Bir Türk-İslam şehrinde herhangi bir binanın cami ya da mescit yapılmasından rahatsızlık duyulması kabul edilebilir bir şey değildir. Bunu hangi sivil toplum kuruluşu, hangi oda, hangi birim, hangi şahıs yaparsa yapsın milletimizin bu konudaki beklentisi bellidir. Vakıflar Genel Müdürlüğü’nün geçtiğimiz yıllarda yapının Fatih Sultan Mehmet Vakfı’na ait olması münasebetiyle açtığı dava, 2012 yılında sonuçlanmış ve Ayasofya Vakıflar Genel Müdürlüğü’ne devredilmiştir. 

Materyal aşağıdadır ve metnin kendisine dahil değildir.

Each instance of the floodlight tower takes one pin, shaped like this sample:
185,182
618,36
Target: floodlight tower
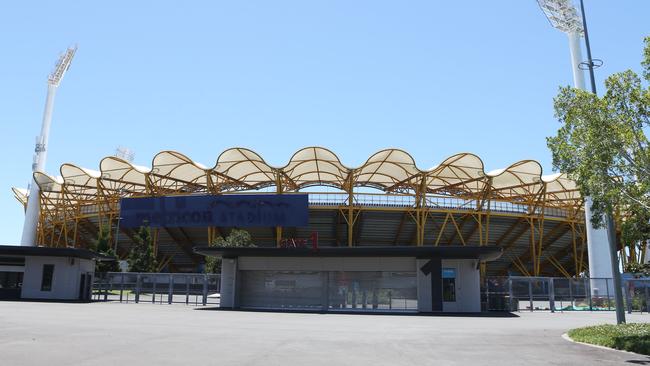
40,151
601,243
563,16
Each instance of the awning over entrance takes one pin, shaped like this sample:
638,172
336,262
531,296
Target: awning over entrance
445,252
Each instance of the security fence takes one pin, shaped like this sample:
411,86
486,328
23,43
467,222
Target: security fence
161,288
562,294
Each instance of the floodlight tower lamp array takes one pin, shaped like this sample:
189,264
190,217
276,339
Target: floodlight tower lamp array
563,16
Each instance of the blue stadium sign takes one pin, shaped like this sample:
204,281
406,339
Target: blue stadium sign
230,210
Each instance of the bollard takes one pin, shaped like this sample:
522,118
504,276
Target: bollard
122,287
510,294
153,290
530,294
551,294
137,289
205,289
187,290
170,294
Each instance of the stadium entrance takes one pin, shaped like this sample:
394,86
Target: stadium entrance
366,279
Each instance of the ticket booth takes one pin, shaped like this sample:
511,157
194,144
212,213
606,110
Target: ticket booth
41,273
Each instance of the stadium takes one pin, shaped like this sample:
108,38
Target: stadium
537,220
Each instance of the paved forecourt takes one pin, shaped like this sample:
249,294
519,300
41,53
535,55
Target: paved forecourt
112,333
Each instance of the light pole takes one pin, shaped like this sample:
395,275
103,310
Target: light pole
40,151
563,15
117,233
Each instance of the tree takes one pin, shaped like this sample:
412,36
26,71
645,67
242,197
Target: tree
102,246
236,238
141,257
602,145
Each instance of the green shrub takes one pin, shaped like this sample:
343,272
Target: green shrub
634,337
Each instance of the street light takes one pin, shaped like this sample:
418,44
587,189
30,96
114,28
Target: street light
563,15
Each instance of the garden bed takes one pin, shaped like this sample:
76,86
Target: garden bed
634,337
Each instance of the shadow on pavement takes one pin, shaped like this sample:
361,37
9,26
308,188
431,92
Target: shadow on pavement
460,315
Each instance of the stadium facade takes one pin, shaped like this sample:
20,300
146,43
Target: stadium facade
537,220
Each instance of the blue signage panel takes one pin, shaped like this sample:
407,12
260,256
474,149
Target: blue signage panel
211,210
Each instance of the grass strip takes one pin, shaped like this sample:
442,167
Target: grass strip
634,337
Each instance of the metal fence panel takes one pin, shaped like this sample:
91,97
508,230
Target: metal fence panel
158,288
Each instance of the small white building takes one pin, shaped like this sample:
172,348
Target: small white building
41,273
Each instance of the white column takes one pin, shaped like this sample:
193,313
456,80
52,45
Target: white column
597,239
600,265
576,59
40,155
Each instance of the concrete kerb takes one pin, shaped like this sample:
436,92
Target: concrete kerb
566,337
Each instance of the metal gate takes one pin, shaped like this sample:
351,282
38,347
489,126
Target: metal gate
562,294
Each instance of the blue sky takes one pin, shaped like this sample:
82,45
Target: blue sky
431,77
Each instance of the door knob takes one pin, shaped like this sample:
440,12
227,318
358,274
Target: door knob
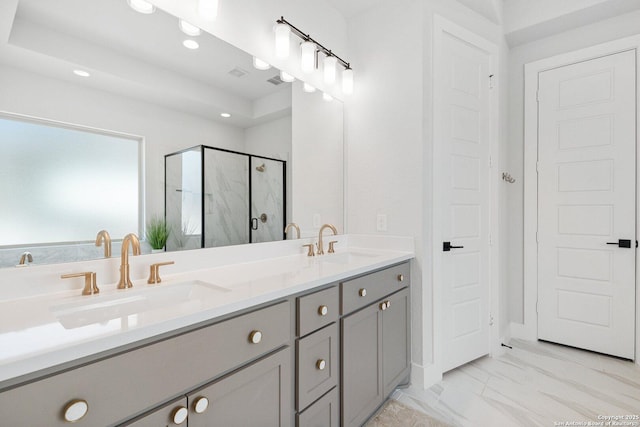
622,243
446,246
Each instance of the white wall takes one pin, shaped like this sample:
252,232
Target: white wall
388,126
611,29
164,130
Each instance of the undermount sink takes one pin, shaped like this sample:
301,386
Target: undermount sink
101,308
348,257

Bu devrin ardından vakıf senedine uygun olarak Ayasofya Camisi olarak kayıtlara geçen yapı, çeşitli işlemlerin ardından ibadete hazır hale getirilmiş ve hukuki olarak cami hüviyeti taşıdığından 2013 yılında ibadethane olarak hizmete açılmıştır. Ayasofya’nın aslı olan ibadethaneye çevrilmesi konusunda kamuoyunda oluşturulmaya çalışılan spekülasyonlar milletimizin tarihi, kültürü, medeniyet değerleri ve beklentileri ile bağdaşmamakta, hukuki ve kanuni bir mesnet taşımaktadır.
 
Trabzon Sivil Toplum Kuruluşları olarak biz biliyoruz ki Ayasofya’nın Cami olarak halkımızın hizmetine açılmasından rahatsız olanlar, iki yıl önce İstanbul’da şehrin sokaklarına: “Zulüm 1453’te başladı.” gibi talihsiz, köksüz, ruhsuz cümleyi yazanlarla aynı düşüncenin mahsulüdürler. Ve bunların millette bir karşılığı bulunmamaktadır’ diye konuştu.